"Oh, dear!" she exclaimed nervously, "there is Lady Theobald."

Lady Theobald, having been making calls of state, was returning home rather later than usual, when, in driving up High Street, her eye fell upon Miss Bassett's garden. She put up her eyeglasses, and gazed through them severely; then she issued a mandate to her coachman.

"Dobson," she said, "drive more slowly."

She could not believe the evidence of her own eyeglasses. In Miss Bassett's garden she saw a tall girl, "dressed," as she put it, "like an actress," her delicate dress trailing upon the grass, a white lace scarf about her head and shoulders, roses in that scarf, roses at her waist.

"Good heavens!" she exclaimed: "is Belinda Bassett giving a party, without so much as mentioning it to me?"
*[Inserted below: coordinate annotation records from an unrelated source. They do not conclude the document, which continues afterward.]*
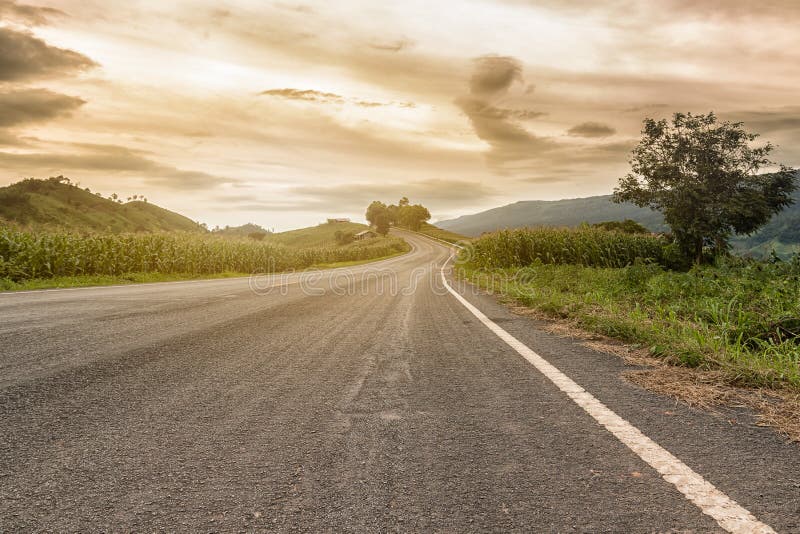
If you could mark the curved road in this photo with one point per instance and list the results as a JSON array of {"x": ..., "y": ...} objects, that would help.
[{"x": 360, "y": 399}]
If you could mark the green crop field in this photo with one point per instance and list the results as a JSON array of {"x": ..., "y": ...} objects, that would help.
[
  {"x": 739, "y": 316},
  {"x": 26, "y": 255}
]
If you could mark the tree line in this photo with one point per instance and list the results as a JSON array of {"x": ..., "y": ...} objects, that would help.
[
  {"x": 404, "y": 214},
  {"x": 703, "y": 175}
]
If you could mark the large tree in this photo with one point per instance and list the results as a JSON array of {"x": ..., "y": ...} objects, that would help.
[{"x": 703, "y": 175}]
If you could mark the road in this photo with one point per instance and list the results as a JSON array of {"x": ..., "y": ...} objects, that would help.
[{"x": 361, "y": 399}]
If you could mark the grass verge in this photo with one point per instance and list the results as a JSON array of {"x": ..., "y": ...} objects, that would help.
[
  {"x": 144, "y": 278},
  {"x": 737, "y": 321}
]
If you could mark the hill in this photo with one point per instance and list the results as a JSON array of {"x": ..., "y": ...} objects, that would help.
[
  {"x": 56, "y": 204},
  {"x": 241, "y": 231},
  {"x": 315, "y": 236},
  {"x": 782, "y": 233},
  {"x": 568, "y": 212}
]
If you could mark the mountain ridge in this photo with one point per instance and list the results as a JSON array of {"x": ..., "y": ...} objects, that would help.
[
  {"x": 56, "y": 203},
  {"x": 781, "y": 233}
]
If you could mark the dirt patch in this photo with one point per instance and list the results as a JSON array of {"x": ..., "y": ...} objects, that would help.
[{"x": 704, "y": 389}]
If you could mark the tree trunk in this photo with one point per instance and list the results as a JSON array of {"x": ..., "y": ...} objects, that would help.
[{"x": 698, "y": 251}]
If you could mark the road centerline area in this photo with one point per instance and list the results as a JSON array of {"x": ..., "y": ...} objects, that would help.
[{"x": 725, "y": 511}]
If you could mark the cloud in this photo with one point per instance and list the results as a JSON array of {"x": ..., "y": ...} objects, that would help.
[
  {"x": 108, "y": 158},
  {"x": 310, "y": 95},
  {"x": 591, "y": 129},
  {"x": 437, "y": 192},
  {"x": 494, "y": 74},
  {"x": 769, "y": 121},
  {"x": 24, "y": 56},
  {"x": 26, "y": 106},
  {"x": 510, "y": 143},
  {"x": 27, "y": 14},
  {"x": 391, "y": 46},
  {"x": 307, "y": 95}
]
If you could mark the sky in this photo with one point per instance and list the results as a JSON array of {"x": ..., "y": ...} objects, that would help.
[{"x": 285, "y": 113}]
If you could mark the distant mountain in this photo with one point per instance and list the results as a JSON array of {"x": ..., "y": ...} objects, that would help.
[
  {"x": 55, "y": 204},
  {"x": 781, "y": 234},
  {"x": 568, "y": 212},
  {"x": 241, "y": 231}
]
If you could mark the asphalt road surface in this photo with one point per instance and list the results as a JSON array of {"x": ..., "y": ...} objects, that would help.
[{"x": 367, "y": 399}]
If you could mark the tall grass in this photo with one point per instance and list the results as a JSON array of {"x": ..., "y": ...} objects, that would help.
[
  {"x": 26, "y": 255},
  {"x": 590, "y": 247},
  {"x": 740, "y": 316}
]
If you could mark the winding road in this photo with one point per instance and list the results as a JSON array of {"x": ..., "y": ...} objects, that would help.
[{"x": 383, "y": 397}]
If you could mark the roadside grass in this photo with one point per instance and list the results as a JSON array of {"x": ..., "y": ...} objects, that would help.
[
  {"x": 322, "y": 235},
  {"x": 144, "y": 278},
  {"x": 38, "y": 259},
  {"x": 740, "y": 318},
  {"x": 26, "y": 255},
  {"x": 106, "y": 280}
]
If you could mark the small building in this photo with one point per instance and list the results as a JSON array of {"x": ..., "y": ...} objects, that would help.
[{"x": 364, "y": 234}]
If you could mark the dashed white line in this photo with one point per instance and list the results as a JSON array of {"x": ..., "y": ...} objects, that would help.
[{"x": 711, "y": 501}]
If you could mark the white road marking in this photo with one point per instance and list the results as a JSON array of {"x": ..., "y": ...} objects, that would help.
[{"x": 727, "y": 512}]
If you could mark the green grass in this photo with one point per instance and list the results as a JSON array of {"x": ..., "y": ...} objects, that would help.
[
  {"x": 145, "y": 278},
  {"x": 106, "y": 280},
  {"x": 737, "y": 317},
  {"x": 44, "y": 204},
  {"x": 26, "y": 255},
  {"x": 321, "y": 235}
]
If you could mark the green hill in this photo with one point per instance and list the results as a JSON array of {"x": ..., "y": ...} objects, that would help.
[
  {"x": 568, "y": 212},
  {"x": 55, "y": 204},
  {"x": 244, "y": 230},
  {"x": 315, "y": 236},
  {"x": 781, "y": 234}
]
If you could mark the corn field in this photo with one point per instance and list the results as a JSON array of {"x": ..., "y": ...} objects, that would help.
[
  {"x": 589, "y": 247},
  {"x": 27, "y": 255}
]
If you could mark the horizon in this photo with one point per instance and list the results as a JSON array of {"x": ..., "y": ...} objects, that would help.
[{"x": 285, "y": 114}]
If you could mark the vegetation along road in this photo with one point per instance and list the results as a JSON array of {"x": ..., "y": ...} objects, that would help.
[{"x": 380, "y": 397}]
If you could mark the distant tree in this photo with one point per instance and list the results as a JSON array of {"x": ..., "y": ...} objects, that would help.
[
  {"x": 343, "y": 238},
  {"x": 257, "y": 236},
  {"x": 702, "y": 174},
  {"x": 375, "y": 210},
  {"x": 412, "y": 217}
]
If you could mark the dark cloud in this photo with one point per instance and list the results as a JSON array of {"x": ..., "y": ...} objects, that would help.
[
  {"x": 109, "y": 158},
  {"x": 591, "y": 129},
  {"x": 34, "y": 105},
  {"x": 24, "y": 56},
  {"x": 27, "y": 14},
  {"x": 310, "y": 95},
  {"x": 510, "y": 143},
  {"x": 494, "y": 74}
]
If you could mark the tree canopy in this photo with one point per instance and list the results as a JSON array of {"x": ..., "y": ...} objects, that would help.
[
  {"x": 703, "y": 175},
  {"x": 403, "y": 214}
]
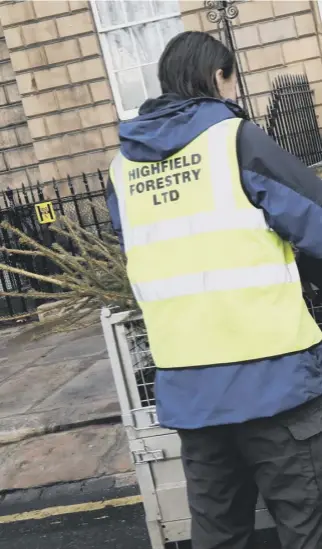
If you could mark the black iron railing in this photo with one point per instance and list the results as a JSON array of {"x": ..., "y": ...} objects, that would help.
[
  {"x": 82, "y": 204},
  {"x": 291, "y": 119}
]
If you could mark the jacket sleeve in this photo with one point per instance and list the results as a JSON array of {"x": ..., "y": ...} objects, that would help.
[
  {"x": 286, "y": 190},
  {"x": 113, "y": 207}
]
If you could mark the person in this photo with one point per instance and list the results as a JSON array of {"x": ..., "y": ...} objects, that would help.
[{"x": 208, "y": 209}]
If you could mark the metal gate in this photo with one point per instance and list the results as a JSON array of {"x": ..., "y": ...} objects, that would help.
[
  {"x": 18, "y": 207},
  {"x": 291, "y": 119}
]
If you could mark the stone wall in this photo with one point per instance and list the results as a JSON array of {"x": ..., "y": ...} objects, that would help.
[
  {"x": 62, "y": 79},
  {"x": 18, "y": 162},
  {"x": 58, "y": 114}
]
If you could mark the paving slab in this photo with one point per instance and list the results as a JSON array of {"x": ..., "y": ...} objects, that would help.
[
  {"x": 32, "y": 385},
  {"x": 78, "y": 454},
  {"x": 94, "y": 384},
  {"x": 80, "y": 348},
  {"x": 57, "y": 405}
]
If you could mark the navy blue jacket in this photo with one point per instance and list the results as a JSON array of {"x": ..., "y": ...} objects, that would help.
[{"x": 290, "y": 196}]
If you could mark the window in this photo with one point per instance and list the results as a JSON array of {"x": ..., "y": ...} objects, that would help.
[{"x": 133, "y": 34}]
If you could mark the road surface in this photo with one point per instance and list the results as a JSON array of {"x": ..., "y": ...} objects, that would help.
[{"x": 107, "y": 528}]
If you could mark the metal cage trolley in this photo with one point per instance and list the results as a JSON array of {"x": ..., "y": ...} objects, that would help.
[{"x": 155, "y": 451}]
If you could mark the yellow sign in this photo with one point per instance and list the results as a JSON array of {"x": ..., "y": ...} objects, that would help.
[{"x": 45, "y": 212}]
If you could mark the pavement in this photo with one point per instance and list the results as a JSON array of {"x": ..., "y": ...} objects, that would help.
[{"x": 59, "y": 414}]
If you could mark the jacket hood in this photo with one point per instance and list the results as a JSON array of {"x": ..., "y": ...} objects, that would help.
[{"x": 167, "y": 124}]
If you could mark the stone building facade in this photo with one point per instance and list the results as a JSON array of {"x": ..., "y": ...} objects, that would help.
[{"x": 67, "y": 73}]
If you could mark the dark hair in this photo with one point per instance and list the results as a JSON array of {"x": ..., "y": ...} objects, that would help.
[{"x": 189, "y": 63}]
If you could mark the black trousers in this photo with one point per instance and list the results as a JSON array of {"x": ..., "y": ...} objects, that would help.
[{"x": 226, "y": 466}]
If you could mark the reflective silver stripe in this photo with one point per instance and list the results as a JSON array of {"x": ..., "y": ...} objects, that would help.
[
  {"x": 196, "y": 224},
  {"x": 220, "y": 168},
  {"x": 212, "y": 281}
]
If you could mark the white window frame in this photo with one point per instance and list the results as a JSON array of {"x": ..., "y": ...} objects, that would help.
[
  {"x": 320, "y": 7},
  {"x": 102, "y": 30}
]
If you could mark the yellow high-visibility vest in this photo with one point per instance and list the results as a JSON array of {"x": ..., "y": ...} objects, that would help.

Then she issued another mandate.

"Dobson," she said, "drive faster, and drive me to Miss Bassett's."

Miss Belinda came out to the gate to meet her, quaking inwardly. Octavia simply turned slightly where she stood, and looked at her ladyship, without any pretence of concealing her curiosity.

Lady Theobald bent forward in her landau.

"Belinda," she said, "how do you do? I did not know you intended to introduce garden-parties into Slowbridge."